Im Rahmen der Aktion Inklusion OWL, die am 7.12.2016 im Hotel Aspethera in Paderborn stattfindet, wurden die drei Fachreferenten zum Thema „Psychische Erkrankungen und die Arbeitswelt“ interviewt. An dem Interview beteiligten sich Johannes Tack (SPI Paderborn e.V.), Miriam Ertel (BTZ Benhauser Feld gGmbH) und Dietmar Esken (IBZ gGmbH).
Zum Umgang mit psychischen Erkrankungen in der Arbeitswelt und zu den Unterstützungsmöglichkeiten für Arbeitgeber äußern sich drei Fachexperten im Interview.
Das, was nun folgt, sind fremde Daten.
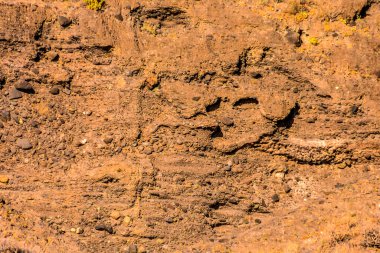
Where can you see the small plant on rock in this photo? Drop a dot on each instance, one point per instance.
(95, 5)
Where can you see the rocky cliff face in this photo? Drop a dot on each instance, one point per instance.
(198, 126)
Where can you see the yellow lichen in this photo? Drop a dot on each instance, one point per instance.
(314, 41)
(301, 16)
(95, 5)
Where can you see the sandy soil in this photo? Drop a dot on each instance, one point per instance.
(190, 126)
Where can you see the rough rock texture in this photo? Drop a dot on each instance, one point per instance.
(197, 126)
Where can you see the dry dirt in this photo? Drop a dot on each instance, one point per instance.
(190, 126)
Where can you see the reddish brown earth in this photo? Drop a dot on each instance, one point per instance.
(190, 126)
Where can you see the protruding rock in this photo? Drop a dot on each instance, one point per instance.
(4, 179)
(24, 144)
(63, 21)
(54, 90)
(294, 38)
(14, 94)
(5, 115)
(24, 86)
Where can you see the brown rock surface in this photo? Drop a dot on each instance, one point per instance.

Johannes Tack: Diese Frage lässt sich nicht exakt quantifiziert beantworten. Wenn sie lauten würde: Nehmen psychische Erkrankungen am Arbeitsplatz zu, dann kann die Frage mit einem großen Ja beantwortet werden. Dies belegen übereinstimmend die Gesundheitsberichte der verschiedenen Krankenkassen. Entsprechend nimmt auch der Krankenstand zu. Dadurch bedingt werden psychische Erkrankungen häufiger in unserer Gesellschaft wahrgenommen, zumal der zeitliche Ausfall wegen einer psychischen Erkrankung am Arbeitsplatz nicht selten mehrere Wochen, wenn nicht sogar Monate, dauert. Hierfür gibt es viele Gründe: Arbeitszeitverdichtung, zunehmende Mobilität, Angst um den Verlust des Arbeitsplatzes und ein aggressiver Wettbewerb. Beschleunigung, Termindichte sowie mangelnde Zeit spielen dabei sicherlich auch eine Rolle. Es bedarf schon einer robusten Natur und Widerstandsfähigkeit, um mit diesen veränderten Bedingungen in der Arbeitswelt zurechtzukommen.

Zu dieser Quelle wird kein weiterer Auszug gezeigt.